Members of the Amish community in Fredericksburg, Ohio, hosted a horse-and-buggy parade in honor of Trump. As a way of promoting his reelection campaign among their population, the conservative community (who mostly live without modern technology) did something unusual. They came forward in support of President Trump, which goes against their longstanding habit of refraining from the greater American political debate.

The group of Amish people decorated their horse-drawn carriages with Trump campaign flags, as well as a few Old Glories spread throughout. Then, they set out down the state road, which was in desperate need of repairs. Although those in the parade did not use cellphones or cameras, someone was nearby and managed to capture the pro-Trump Amish parade in Ohio.

Fox News contributor Rachel Campos-Duffy claimed that she had NEVER seen the Amish come forward in support of a politician before. Because the farmers hosted the parade along the main street in their town, you can see the farm animals like cows and buffaloes in the background. The Amish even decorated their animals with pro-Trump memorabilia.

Whether Trump and his campaign team see these decorations or not has yet to be seen. However, Trump has been known to come forward and proclaim his love for individuals who decorate their land with his visage. For example, a few years ago, one farmer cut down a large portion of his crops so he could write a message in the field. Trump was impressed.

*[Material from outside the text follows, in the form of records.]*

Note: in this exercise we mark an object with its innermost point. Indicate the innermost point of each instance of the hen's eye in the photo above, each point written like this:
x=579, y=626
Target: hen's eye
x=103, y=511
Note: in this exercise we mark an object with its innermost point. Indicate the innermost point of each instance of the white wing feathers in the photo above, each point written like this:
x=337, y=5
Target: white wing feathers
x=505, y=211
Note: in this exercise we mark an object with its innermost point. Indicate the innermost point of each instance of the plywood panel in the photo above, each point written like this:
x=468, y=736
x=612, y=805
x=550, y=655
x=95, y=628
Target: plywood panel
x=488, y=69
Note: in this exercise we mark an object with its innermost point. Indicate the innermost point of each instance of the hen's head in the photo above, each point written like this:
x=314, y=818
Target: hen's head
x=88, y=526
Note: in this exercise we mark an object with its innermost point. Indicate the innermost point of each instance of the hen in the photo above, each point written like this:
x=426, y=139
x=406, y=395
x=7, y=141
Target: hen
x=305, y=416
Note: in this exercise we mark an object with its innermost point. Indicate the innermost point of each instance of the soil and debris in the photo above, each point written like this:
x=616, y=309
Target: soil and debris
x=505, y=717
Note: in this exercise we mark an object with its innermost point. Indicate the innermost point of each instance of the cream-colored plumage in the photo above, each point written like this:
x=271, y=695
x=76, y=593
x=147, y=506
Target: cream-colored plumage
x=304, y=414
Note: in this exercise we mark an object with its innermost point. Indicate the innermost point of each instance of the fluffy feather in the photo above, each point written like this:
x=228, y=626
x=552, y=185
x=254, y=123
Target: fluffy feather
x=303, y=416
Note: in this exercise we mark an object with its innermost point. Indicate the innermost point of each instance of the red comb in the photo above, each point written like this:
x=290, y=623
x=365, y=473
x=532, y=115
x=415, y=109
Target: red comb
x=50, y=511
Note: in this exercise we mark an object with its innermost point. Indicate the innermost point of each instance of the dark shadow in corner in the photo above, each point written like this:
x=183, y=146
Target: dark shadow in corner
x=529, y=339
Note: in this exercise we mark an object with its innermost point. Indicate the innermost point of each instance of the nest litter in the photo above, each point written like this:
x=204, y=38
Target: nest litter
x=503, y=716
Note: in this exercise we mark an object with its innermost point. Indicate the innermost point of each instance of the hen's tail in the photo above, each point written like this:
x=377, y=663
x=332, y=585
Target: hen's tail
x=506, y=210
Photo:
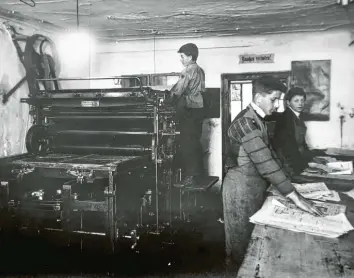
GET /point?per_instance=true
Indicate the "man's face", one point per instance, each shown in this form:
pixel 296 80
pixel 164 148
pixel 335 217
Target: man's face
pixel 297 103
pixel 185 60
pixel 269 103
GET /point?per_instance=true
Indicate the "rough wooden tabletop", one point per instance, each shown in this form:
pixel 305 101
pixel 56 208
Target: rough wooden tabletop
pixel 279 253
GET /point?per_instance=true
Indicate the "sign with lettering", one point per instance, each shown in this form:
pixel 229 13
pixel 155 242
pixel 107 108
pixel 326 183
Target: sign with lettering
pixel 256 58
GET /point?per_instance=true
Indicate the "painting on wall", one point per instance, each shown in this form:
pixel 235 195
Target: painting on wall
pixel 315 78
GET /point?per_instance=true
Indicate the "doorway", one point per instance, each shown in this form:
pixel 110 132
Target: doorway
pixel 236 90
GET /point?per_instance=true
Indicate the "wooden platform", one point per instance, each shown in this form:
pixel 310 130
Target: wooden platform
pixel 277 253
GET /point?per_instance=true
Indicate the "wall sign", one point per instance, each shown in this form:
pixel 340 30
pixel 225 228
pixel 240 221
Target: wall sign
pixel 256 58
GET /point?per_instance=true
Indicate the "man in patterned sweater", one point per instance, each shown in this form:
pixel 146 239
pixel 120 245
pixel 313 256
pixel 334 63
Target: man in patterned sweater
pixel 252 166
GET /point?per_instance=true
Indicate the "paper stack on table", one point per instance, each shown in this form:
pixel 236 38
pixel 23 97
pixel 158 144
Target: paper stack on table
pixel 279 212
pixel 330 166
pixel 315 190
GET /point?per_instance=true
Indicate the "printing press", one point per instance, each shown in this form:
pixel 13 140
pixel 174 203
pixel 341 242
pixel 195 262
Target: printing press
pixel 99 162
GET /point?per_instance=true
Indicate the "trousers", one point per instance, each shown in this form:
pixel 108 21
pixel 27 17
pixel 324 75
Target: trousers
pixel 243 195
pixel 191 152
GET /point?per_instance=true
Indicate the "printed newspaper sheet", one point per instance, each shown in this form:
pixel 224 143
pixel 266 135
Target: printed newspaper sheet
pixel 281 213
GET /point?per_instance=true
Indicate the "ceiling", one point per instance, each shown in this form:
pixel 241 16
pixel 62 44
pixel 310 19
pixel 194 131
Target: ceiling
pixel 122 19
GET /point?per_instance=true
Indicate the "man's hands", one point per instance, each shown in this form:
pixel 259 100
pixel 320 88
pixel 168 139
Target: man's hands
pixel 304 204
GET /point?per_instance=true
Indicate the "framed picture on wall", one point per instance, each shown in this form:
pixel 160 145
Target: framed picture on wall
pixel 315 78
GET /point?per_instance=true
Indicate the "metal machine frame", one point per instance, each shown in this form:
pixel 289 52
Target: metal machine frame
pixel 159 207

Campos-Duffy was very impressed with this Amish display of support for Trump.

She wrote: “Amish Trump parade. Trump parades boat, car rallies are happening all over the USA. They’re not organized by the campaign or local GOP. They are organic & people-powered. This is a Trump phenomenon. Never seen anything like it before in American politics.”

Other people on Twitter came forward to join the conversation.

“Talk about shy Trump voters, that Amish Trump parade in Fredericksburg Ohio was so cool. The polls don’t capture people that were never motivated to do stuff like this before.”

Another Twitter user shared their opinion, which was: “Things are really bad when the Amish, who are known to separate themselves from ‘the things of this world’ including no TV or Internet; are holding parades, and allowing images of themselves to be taken in order to promote a political candidate.”

It’s true – traditionally, Amish people do not use modern technology like smartphones or television. Without their connection to Trump, who prides himself in his appearances on television, it is uncertain how they were motivated to the streets. Perhaps, they simply agree with something he is doing.

Although Campos-Duffy proclaimed the Amish have “never” supported political figures before, she was wrong. Both Bush presidents reached out to the Amish community during their campaigns. There is also an Amish Political Action Committee (PAC), which strives to get more Amish to the polls – this was established after Trump won the general election in 2016.

With 300,000 Amish people in America, only 1,019 cast votes in 2016. Maybe the Amish could become a political force in America.